8. The money sent to support this backyard breeder should be spent on protecting habitat and paying park rangers to protect big cats. As long as people like Bud and Carrie can make a living showboating with big cats, they will continue to support the trade that causes so much misery and will continue urging others to do the same by their actions, which speak far louder than their words.

9. When you look at the cages these wild animals are spending their entire lives in, you only see concrete, a barren patch of ground and a skimpy dens.

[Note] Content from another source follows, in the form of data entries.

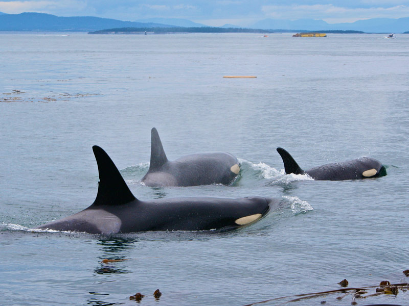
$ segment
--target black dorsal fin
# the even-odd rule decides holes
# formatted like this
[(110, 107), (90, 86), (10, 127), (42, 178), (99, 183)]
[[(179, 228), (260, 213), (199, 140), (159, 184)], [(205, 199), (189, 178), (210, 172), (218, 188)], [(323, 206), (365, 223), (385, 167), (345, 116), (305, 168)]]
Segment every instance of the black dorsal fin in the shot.
[(98, 193), (93, 205), (116, 206), (136, 199), (106, 152), (97, 145), (93, 147), (93, 150), (99, 173)]
[(294, 174), (302, 174), (304, 173), (304, 170), (300, 168), (297, 162), (283, 148), (277, 148), (277, 152), (283, 159), (284, 164), (284, 170), (287, 174), (294, 173)]
[(159, 134), (154, 128), (152, 128), (151, 132), (151, 142), (149, 170), (154, 170), (168, 161)]

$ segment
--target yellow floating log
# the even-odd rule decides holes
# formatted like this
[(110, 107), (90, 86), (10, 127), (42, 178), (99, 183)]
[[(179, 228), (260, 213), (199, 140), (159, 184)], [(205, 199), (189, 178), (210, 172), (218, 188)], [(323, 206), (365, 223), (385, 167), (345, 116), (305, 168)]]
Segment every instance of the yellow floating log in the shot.
[(250, 79), (254, 79), (257, 78), (255, 75), (224, 75), (223, 78), (229, 78), (230, 79), (235, 79), (237, 78), (247, 78)]

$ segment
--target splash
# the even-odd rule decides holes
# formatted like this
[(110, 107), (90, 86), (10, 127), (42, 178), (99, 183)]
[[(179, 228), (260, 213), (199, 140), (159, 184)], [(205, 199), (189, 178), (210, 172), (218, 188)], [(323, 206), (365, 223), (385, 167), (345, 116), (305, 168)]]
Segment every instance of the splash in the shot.
[(294, 215), (305, 214), (314, 209), (307, 201), (301, 200), (296, 196), (283, 196), (283, 197), (290, 202), (291, 210)]
[(310, 176), (308, 174), (294, 174), (294, 173), (290, 173), (289, 174), (286, 174), (284, 169), (281, 170), (282, 176), (279, 177), (276, 177), (276, 180), (272, 181), (268, 185), (281, 185), (281, 184), (289, 184), (293, 182), (298, 182), (299, 181), (314, 181), (314, 179)]
[(149, 163), (140, 163), (138, 165), (130, 166), (121, 170), (124, 176), (145, 174), (149, 168)]
[(14, 224), (13, 223), (2, 223), (0, 225), (0, 230), (9, 231), (27, 231), (28, 227), (23, 226), (19, 224)]
[(246, 170), (255, 171), (256, 174), (263, 178), (269, 180), (279, 175), (284, 174), (284, 172), (277, 170), (275, 168), (270, 167), (267, 164), (260, 162), (258, 164), (254, 164), (245, 160), (239, 159), (239, 162), (241, 164), (242, 169), (244, 172)]

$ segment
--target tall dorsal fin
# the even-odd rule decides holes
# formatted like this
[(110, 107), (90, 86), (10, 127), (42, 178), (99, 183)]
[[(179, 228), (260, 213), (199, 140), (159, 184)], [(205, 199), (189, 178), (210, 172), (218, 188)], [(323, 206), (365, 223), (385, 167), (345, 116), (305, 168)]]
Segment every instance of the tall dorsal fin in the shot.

There are no trees, shrubs, grasses or anything natural to provide stimulation to the cats.

10. Big Cat Rescue, an accredited sanctuary, has to turn away more than 50 big cats each year from people who see morons playing with lions and tigers and think that would be a cool way to show off too. The cost of entry is low; about $150 for a lion cub, but they can live 20 years and cost $7,500 per cat per year to provide proper care.

It is sad that the media gives attention to this kind of publicity stunt that sends such a bad message.

The only good coming of it might be that some people will begin to question why these clowns are being promoted on National Geographic and start people thinking about why it is that people who appear this clueless have a backyard full of dangerous wild animals.

After watching the first episode it was clear to see that this will end in tragedy for the animals. The couple appear to be living in poverty, in a filthy home, wearing dirty clothes and looking like they desperately need to bathe and shave. Bud seems to have the hots for cute little Carrie and is willing to throw everything he had away to make her stop pouting. On the show they admit that they bought the chimp baby, and mortgaged the property to do it. The going rate for chimp babies is $25,000 and they say they did it to increase attendance at the “zoo” which turns out to be just rows upon rows of cages in their yard. The first episode is all about being duped into paying $10,000 to ship a baby hippo from Jakarta that they already had paid $5,000 for, again, to increase their zoo attendance. Bud exclaims, “I love my bank!” when they agree to let him go even deeper in debt on his home.

The zoo has been around for 25 years, but at the rate it is expanding and going in debt, just to make this a show people will watch and forget about by next summer, it can’t be a sustaining investment. Our prediction is that by 2012 this place will be in bankruptcy and the animals will be in dire need of rescue…again.